Sadly , the result was... predictable. I learned nothing new. The majority were ‘isn’t it all awful, we must do something’, with very few actual suggestions (new or otherwise) as to what.

I was going to do a detailed analysis. Sorry, can’t be bothered. With a few… very few… exceptions of common sense, pragmatic un-PC parapet-popping and a couple of sensible notions that stand a s**t-show of being adopted by any of today’s polls, this was just a talking shop for eco-worriers to share each others pain, littered with a few loons from each extreme popped in to ensure the debate bubbles along, albeit fruitlessly. Frankly a waste of eight pages.

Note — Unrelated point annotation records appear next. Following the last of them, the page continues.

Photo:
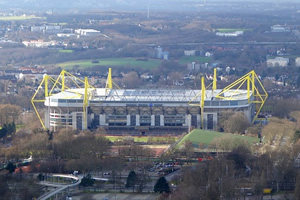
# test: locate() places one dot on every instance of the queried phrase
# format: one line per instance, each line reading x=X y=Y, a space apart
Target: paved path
x=117 y=196
x=59 y=187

GOOD. QUICK. CHEAP - PICK ANY TWO.

This was the mantra we used at my agency, and has served me well. In business, it simply is not possible to do all three and achieve a satisfactory result.

As my recent adventures have distanced me from financial issues (not in a good way), I have started to think that a trimmed down version without ‘cheap’ can be applied to what I am doing a lot currently, namely writing. You can write something quickly, but it is unlikely that it will turn out to be very good. One of my favourite sayings (which I may or may not have come up with) is that ‘Cream rises to the top. You can’t push it’. With such as these blogs, my haste to get it out there often results in something that is not as good as I’d wish it to be.

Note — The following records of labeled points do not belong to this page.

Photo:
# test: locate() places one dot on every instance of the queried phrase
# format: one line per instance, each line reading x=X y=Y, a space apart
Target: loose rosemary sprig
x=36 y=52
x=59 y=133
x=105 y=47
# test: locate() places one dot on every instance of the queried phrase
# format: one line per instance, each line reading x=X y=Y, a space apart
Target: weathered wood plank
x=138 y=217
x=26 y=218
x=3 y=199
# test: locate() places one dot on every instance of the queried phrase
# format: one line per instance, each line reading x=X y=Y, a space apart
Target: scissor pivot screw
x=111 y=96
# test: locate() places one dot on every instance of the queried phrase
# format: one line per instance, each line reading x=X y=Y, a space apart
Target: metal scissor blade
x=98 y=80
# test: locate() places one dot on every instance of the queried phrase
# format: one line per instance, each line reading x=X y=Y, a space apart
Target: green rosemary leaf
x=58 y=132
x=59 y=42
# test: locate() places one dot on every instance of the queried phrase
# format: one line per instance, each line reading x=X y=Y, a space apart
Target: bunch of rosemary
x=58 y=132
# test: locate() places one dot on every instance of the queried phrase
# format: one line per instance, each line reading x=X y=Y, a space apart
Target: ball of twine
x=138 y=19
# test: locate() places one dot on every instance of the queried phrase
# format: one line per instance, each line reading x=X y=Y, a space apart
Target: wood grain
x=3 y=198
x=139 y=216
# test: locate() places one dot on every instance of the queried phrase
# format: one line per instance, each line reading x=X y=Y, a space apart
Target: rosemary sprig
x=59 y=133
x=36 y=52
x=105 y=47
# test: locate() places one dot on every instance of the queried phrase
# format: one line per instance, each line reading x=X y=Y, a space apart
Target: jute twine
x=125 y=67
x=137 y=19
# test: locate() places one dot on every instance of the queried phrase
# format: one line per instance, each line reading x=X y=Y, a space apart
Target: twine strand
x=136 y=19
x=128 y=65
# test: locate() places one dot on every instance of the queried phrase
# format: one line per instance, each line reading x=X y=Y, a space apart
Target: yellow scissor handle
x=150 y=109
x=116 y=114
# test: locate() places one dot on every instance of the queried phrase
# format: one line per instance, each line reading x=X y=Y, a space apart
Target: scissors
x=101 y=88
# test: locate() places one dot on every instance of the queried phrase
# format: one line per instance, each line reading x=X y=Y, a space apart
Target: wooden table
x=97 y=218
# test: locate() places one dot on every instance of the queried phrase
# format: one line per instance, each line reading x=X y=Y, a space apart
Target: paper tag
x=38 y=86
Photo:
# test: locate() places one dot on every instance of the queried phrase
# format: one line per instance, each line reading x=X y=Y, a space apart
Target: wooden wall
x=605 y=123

The issue of the readers’ responses to the Indy feature made me revisit this. Pretty much all were ‘via email’. Issue and response neatly concluded within 48 hours. I missed my shot because I simply had no window. It’s the era of the quick… or the unpublished.

But even if I had fired something off, it would have been an initial draft. Not crafted or mulled over at all. Sad really. And prevalent across every aspect of life. The demands of producing anything no matter what almost ensure we never make whatever it is worthwhile.

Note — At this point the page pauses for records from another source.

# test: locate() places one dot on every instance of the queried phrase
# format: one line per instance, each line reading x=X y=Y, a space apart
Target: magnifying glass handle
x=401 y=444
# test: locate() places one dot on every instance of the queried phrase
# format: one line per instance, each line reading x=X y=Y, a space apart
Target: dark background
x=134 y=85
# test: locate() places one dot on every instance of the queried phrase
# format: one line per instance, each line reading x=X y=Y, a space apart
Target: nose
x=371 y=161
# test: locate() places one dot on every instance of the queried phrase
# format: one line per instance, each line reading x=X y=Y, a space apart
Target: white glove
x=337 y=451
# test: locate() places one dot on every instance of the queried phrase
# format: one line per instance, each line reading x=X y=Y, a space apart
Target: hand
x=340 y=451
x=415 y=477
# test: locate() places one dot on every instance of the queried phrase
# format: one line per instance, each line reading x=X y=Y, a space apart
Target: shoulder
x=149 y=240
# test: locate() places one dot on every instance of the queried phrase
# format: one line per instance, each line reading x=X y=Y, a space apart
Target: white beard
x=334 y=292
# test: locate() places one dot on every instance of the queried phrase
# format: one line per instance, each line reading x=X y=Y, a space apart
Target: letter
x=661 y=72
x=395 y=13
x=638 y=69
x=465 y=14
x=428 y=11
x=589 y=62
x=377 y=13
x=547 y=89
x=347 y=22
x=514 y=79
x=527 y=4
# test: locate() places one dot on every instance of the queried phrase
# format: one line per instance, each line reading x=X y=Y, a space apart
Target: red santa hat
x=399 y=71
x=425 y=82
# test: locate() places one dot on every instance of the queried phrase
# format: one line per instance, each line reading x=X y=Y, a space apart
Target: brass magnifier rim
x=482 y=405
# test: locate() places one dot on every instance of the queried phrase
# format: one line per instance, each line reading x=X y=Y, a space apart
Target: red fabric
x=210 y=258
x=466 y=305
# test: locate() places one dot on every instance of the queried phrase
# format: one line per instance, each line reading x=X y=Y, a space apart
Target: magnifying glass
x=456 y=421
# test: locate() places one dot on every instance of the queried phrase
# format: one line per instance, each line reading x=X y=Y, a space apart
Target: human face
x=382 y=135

Wouldn’t it be nice to get back to when something is worth wait for?

REALITY 2nd BITES

Either there was not much on TV last night, or the critics are reading my blog. Anyway, the only programmes to get reviewed were the reality shows I mentioned the other day. And without even seeing them it looks like I was pretty much bang on! The feisty lady’s attempt to kick kids into gear has not gone down well. The green family fared better, but the Indy critic did pause to wonder how being a consultant in the defence industry squared with planet-saving. But hey, I still like to write ads. Better to have that as a day job and do what he’s doing to mitigate, rather than compounding the deal by not caring. Highlights the problems we all face juggling jobs, family... and our environmental impact.

MISSING TARGETS

Just a thought, but what is the point of all these targets? Seems ‘we’ just missed one to do with emissions, and the sum total of the response has been a collective ‘Oh well’, and simply setting another target. No one lost a job, and indeed no one was actually mentioned as being responsible. It just sort off ‘happened’.

But hit a target and the gongs are handed out quicker than you can say ‘peerage for sale’.

There’s the usual ‘we’re disappointed’ noises from the eco-groups, but about the best they can come up with is ‘must do better’. Er, how? If our Government can’t police itself enough to do what it should, what chance do the rest of us have?